Print Craft

What Makes a Design Print Well (and What Falls Apart on Press)

By Elias Grant, Founder & Head of Print, Foundry Print Co. · June 26, 2026

We print a few thousand customer designs a month through the Design Lab, and when one disappoints, it's almost never the press's fault — it's one of four patterns that were invisible on a backlit screen and obvious on cotton. Here they are, so yours isn't one of them.

Pattern one: hairline detail. A one-pixel line at 1200 dpi on your monitor is thinner than a single thread of a tee. On paper it might hold; on fabric it stitches itself into noise. Our rule of thumb is that any stroke you'd squint at when the design is the size of a postage stamp needs to be doubled before it goes near a garment.

Pattern two: screen-glow color. Monitors emit light; ink reflects it. Neon gradients and saturated RGB blues physically cannot exist in pigment, which is why the Design Lab shows a gamut warning instead of quietly shifting your colors and letting the box surprise you. If the preview shows the warning, trust it — desaturating 10% yourself beats the press desaturating 25% for you.
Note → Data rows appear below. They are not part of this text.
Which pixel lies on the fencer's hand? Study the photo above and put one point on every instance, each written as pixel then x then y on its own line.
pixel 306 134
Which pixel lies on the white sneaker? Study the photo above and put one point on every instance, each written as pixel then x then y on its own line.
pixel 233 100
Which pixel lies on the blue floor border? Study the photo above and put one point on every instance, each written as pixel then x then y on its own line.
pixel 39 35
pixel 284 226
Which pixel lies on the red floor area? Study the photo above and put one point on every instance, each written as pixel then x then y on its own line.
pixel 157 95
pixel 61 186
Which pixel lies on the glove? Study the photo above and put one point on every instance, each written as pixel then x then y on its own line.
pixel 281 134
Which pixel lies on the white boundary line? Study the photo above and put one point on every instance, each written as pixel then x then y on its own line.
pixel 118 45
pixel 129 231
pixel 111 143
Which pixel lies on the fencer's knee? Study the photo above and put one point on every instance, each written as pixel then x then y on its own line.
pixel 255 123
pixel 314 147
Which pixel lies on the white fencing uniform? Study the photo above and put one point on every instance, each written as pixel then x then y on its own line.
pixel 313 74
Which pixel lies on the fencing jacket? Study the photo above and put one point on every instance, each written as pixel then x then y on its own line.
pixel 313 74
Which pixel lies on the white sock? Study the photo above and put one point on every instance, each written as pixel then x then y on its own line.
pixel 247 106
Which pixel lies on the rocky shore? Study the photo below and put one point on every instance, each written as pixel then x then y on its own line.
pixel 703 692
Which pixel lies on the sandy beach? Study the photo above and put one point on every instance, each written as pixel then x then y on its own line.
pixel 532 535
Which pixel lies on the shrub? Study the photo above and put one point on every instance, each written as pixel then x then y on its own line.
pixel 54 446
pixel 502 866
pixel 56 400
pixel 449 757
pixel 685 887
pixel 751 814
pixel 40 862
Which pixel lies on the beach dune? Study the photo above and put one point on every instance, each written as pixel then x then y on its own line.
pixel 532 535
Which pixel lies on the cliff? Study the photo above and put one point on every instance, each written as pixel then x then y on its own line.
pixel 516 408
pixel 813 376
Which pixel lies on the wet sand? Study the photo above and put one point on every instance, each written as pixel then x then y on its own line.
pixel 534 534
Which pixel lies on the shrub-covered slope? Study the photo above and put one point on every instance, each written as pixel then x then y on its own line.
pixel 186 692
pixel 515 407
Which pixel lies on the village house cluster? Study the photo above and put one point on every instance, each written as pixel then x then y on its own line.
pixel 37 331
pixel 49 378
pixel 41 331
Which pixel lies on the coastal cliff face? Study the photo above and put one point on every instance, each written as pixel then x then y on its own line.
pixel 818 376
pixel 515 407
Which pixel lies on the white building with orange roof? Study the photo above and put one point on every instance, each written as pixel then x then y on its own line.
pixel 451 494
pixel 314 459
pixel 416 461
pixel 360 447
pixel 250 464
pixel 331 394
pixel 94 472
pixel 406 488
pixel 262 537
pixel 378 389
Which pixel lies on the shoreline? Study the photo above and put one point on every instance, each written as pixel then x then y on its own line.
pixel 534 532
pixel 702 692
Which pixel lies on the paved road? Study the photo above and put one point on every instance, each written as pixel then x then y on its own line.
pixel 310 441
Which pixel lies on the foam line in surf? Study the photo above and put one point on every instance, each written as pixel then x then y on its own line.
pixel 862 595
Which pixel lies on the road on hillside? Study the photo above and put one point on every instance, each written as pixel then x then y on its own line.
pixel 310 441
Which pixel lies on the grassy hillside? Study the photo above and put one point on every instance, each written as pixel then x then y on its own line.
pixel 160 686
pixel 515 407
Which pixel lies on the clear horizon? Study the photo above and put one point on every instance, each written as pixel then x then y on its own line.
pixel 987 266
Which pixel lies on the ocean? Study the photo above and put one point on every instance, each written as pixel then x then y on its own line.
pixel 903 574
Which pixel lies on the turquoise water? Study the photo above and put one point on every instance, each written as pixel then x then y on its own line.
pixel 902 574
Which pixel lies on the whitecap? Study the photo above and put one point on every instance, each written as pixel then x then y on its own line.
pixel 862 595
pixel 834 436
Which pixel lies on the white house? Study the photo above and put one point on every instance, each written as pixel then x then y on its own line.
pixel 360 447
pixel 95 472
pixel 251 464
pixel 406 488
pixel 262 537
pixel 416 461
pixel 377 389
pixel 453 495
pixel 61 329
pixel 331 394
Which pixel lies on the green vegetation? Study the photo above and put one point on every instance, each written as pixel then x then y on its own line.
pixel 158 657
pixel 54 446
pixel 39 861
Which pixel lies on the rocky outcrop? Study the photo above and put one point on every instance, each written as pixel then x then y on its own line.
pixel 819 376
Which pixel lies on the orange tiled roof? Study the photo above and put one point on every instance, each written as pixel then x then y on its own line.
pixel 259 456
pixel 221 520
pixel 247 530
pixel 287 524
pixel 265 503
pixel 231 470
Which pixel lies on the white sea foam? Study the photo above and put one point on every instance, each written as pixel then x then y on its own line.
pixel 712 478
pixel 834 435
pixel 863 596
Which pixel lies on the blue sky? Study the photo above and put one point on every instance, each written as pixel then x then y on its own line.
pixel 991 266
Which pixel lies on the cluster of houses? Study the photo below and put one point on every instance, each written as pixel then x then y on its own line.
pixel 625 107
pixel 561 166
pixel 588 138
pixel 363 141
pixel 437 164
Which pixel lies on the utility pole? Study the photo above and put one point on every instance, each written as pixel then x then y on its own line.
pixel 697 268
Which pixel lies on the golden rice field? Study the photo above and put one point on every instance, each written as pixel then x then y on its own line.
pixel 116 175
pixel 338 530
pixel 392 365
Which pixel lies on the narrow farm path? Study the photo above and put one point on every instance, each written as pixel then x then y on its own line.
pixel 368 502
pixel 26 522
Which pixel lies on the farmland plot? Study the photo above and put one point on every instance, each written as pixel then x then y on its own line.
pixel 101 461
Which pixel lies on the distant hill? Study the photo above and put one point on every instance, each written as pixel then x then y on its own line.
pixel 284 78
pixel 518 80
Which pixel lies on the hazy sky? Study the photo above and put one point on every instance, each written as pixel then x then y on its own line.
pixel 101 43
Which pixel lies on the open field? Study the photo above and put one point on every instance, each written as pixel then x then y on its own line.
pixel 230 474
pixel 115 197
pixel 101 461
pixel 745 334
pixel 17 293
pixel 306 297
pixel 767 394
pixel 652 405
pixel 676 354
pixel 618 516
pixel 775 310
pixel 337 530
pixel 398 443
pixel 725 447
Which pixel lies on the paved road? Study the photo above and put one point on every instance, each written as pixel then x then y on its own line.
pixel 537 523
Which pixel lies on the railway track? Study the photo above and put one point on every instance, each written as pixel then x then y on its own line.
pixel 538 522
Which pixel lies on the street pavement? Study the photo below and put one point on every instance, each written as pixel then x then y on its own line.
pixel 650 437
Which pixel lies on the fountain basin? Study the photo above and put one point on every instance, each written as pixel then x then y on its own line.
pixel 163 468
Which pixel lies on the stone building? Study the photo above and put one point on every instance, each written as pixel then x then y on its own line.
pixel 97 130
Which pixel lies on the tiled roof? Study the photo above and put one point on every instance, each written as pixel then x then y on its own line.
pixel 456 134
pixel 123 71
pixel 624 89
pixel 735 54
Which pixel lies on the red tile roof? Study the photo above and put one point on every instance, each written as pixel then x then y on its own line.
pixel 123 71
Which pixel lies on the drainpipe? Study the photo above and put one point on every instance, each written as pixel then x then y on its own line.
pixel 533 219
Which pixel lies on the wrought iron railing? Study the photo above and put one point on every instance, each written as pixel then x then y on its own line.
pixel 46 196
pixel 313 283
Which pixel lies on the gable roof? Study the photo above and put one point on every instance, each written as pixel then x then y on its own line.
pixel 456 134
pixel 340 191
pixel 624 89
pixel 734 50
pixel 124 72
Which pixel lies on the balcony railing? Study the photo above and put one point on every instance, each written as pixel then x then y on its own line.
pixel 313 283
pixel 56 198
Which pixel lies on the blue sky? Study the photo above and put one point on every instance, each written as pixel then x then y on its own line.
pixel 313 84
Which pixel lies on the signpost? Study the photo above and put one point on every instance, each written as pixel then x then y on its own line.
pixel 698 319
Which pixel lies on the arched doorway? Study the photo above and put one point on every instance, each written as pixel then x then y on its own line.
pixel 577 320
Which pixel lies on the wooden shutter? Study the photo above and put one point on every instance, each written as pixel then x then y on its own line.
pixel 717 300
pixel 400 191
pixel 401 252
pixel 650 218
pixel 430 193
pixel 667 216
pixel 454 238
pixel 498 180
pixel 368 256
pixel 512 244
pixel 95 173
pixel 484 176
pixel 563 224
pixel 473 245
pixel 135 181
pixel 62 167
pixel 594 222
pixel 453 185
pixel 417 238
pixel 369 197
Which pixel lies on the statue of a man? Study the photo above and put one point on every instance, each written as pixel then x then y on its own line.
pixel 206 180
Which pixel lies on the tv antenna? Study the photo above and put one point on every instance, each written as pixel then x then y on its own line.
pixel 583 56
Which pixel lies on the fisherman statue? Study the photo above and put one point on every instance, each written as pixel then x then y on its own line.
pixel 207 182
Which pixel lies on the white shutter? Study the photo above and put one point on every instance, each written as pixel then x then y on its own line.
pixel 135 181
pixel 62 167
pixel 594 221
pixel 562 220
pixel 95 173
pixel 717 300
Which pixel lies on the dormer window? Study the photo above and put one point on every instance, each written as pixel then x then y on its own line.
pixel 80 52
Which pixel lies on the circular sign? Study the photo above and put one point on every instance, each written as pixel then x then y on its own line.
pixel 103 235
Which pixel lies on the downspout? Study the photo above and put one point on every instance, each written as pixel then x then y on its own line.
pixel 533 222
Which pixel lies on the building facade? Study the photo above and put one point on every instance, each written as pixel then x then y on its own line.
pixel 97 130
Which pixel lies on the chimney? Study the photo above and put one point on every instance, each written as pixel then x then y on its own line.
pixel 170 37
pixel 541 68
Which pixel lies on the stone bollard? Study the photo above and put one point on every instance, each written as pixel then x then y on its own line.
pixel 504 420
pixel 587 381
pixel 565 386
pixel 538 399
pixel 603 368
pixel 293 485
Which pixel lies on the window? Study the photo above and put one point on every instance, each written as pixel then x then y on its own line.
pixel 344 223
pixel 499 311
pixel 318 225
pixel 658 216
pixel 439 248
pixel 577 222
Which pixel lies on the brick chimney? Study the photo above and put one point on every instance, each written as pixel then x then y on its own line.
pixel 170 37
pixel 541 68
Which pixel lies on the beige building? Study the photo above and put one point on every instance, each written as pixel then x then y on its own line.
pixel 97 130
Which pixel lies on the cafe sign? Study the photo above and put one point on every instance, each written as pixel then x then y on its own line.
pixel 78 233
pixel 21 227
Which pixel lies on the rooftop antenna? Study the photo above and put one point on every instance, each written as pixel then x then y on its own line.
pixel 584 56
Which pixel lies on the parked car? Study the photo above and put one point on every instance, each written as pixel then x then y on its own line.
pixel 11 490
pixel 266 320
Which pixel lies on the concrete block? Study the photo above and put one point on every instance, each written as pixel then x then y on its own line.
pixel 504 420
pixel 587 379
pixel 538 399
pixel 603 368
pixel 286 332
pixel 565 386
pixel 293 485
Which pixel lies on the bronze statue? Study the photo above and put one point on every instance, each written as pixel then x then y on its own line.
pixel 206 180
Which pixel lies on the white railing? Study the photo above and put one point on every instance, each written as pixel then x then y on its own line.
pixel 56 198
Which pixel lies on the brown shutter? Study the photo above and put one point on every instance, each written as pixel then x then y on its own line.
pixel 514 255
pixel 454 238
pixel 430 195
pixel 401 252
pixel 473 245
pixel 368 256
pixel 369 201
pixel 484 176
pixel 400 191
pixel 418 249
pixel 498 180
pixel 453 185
Pattern three: low-resolution uploads stretched to poster size. A 1080-pixel Instagram export printed at 24×36 gives every edge a soft halo. We flag anything under 150 effective dpi at the size you've chosen, and the fix is usually free: most creators have the original file sitting one folder away from the export they uploaded.

Pattern four: forgetting the substrate is part of the design. White ink on a kraft tote reads completely differently than black ink on a white tee — the material is a color in your palette whether you chose it or not. The designs that look intentional, the ones we pin to the shop wall, are the ones that used the shirt, the mug curve, or the paper tooth instead of fighting it.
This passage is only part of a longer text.